I would consider this a PITA on steel, on aluminum/copper it might be OK
Now If you have something sticking out of something you can't spin and you need to lap it, you would need to spin the lap, which is going to require some kind of adapter, usually you would spin the shaft and then lap. It takes a while and doing it by hand would probobly require a 'flight of the phoenix' or 'African Queen' scenario, like getting trapped in the desert having to convert a car to a motorcycle (what a tale), fixing a boat in a war zone or building a plane in the desert.
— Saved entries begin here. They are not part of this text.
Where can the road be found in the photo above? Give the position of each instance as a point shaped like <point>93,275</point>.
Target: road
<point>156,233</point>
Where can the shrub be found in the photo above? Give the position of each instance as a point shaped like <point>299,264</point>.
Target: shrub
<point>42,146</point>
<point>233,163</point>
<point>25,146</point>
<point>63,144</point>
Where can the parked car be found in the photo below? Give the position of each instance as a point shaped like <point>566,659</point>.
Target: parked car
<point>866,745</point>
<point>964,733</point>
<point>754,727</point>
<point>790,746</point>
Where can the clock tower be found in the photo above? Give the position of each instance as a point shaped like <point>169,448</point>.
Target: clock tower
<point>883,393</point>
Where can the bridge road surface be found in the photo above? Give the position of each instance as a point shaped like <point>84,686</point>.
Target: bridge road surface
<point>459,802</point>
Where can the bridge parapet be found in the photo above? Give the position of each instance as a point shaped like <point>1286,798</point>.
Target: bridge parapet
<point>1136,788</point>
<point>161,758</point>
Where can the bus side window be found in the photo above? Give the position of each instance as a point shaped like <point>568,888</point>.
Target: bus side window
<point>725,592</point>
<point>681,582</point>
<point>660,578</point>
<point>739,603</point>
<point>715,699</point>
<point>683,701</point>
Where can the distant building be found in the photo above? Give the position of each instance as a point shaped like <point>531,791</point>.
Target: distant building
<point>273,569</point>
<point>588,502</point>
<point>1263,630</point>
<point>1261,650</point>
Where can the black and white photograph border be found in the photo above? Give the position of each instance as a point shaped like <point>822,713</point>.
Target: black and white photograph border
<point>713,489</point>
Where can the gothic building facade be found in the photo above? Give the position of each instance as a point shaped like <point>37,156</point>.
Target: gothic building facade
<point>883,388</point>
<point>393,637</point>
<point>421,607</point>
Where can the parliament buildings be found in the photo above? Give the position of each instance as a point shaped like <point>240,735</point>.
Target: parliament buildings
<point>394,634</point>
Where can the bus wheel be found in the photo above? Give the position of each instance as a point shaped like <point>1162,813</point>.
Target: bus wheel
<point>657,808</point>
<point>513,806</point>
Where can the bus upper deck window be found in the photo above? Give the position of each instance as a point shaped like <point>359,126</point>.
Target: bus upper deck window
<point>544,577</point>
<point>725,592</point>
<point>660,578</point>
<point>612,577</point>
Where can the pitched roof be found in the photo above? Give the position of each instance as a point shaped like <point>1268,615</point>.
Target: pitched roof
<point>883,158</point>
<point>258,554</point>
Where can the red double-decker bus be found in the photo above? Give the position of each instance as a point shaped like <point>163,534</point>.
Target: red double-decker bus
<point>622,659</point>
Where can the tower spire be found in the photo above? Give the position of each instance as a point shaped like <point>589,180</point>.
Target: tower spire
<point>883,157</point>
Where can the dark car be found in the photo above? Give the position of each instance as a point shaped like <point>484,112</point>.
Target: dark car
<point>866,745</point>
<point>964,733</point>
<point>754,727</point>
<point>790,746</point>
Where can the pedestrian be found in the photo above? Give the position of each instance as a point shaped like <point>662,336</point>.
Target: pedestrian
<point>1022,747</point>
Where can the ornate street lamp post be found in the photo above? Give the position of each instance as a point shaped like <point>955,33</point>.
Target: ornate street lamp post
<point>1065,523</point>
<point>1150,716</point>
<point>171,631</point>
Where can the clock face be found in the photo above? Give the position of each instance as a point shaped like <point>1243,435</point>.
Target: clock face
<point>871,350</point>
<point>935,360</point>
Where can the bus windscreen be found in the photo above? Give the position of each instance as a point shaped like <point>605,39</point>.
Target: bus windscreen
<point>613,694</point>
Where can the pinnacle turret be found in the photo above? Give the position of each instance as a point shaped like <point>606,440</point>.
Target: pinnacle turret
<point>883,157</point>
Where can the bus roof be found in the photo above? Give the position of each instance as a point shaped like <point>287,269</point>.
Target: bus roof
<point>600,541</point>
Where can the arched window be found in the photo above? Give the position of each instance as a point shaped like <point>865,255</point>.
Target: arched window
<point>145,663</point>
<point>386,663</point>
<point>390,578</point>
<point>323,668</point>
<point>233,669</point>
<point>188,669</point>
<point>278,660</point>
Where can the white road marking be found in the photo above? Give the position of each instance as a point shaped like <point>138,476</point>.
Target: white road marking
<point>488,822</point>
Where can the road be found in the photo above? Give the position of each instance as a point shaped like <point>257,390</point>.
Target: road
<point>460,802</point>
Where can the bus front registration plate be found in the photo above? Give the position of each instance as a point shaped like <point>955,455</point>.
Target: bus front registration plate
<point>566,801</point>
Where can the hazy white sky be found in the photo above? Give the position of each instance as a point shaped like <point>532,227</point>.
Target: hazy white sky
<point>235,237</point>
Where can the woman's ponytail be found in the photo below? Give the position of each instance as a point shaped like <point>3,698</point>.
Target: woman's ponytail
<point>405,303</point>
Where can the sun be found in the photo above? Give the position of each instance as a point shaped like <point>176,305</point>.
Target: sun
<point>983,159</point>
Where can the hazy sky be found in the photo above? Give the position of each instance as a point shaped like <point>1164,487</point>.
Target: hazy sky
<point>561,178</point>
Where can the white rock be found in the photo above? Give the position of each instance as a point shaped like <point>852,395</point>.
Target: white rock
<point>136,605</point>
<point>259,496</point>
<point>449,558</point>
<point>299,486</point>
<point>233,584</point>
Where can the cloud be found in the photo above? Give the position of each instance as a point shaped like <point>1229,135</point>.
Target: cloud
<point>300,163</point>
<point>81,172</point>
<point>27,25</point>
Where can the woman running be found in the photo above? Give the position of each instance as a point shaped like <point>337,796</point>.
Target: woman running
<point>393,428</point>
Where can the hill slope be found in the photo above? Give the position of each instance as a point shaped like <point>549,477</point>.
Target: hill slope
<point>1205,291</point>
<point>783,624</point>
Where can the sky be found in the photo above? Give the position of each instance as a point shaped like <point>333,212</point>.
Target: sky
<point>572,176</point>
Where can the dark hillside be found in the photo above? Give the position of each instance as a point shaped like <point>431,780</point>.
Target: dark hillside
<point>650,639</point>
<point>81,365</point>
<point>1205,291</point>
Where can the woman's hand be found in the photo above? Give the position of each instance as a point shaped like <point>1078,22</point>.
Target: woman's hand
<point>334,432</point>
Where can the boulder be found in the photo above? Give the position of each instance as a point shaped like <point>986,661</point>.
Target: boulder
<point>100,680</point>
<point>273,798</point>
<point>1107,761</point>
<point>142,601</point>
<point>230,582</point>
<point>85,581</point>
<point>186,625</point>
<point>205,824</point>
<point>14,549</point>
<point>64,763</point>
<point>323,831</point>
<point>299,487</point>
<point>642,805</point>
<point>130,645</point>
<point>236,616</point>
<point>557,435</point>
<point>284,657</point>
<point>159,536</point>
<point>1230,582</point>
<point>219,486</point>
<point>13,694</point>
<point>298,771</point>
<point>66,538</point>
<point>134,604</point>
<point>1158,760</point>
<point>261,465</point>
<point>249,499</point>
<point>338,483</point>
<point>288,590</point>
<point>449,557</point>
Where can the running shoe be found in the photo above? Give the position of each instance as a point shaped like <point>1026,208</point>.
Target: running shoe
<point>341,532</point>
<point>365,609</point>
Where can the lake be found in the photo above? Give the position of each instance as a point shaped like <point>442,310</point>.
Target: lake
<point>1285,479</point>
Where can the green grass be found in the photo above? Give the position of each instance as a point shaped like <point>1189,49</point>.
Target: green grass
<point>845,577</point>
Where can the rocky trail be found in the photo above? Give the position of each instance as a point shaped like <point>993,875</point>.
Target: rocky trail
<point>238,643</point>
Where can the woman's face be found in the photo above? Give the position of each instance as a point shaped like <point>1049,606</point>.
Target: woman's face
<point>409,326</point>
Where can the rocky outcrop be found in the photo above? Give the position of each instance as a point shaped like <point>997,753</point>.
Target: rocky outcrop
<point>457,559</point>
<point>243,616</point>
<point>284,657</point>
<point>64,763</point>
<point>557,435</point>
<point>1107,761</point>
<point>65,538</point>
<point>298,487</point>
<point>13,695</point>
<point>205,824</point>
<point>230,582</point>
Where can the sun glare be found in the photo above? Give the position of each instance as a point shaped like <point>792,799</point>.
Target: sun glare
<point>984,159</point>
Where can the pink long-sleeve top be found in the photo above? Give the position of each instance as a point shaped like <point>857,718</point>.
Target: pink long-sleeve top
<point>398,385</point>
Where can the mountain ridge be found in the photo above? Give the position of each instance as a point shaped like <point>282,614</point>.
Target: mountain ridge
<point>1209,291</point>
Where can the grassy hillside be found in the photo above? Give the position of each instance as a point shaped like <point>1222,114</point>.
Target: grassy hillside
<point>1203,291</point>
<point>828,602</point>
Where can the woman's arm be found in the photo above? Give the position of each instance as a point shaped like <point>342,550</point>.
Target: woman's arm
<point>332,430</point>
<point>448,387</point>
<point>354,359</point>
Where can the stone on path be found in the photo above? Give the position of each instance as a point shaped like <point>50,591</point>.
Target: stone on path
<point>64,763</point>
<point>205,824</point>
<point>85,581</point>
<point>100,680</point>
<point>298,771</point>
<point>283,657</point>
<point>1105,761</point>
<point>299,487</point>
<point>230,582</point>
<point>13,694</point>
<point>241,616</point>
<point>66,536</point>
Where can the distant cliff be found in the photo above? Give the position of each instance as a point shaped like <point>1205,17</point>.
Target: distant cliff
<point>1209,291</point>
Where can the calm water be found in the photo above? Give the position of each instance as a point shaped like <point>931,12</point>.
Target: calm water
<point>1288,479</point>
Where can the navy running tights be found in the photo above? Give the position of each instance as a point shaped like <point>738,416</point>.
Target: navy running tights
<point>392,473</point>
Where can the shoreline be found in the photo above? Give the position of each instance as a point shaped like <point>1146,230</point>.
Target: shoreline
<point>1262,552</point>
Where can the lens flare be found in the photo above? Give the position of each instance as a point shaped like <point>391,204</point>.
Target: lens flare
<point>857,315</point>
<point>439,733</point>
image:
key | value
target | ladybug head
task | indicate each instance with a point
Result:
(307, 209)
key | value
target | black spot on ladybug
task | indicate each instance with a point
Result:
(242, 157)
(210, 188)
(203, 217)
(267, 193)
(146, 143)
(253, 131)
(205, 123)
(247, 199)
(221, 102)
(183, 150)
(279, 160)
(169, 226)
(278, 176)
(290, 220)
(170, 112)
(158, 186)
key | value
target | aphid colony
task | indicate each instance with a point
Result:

Keep in mind there are various grits of lapping compound, you want something aggressive. And you would want to make a relief cut around the perimiter of the shaft you are lapping to make a area where the lap can move freely (i.e. you are not running the lap into the side wall that is being formed), so you would first need to run across the shaft with grinder to make a score around the whole thing, then lap the area after the score, and when you are lapping part of the lap will move over the area that is relief cut. I.e. if you want to remove 0.1mm of material 1cm deep on the end of a shaft to fit something, you would need to cut say 0.15 - 0.2mm deep score line x 2mm (or more) wide 1cm from the end of the shaft, I think, because if you don't , the lap will climb on the uncut area while you are doing the lapping motion, that 2mm is a guess, you would need to determine what traverse oscillation distance the lap require, and make the score line of that width, and deeper then the final cut,.If you don't do this, I expect you will get a conical taper rather then a cylinder.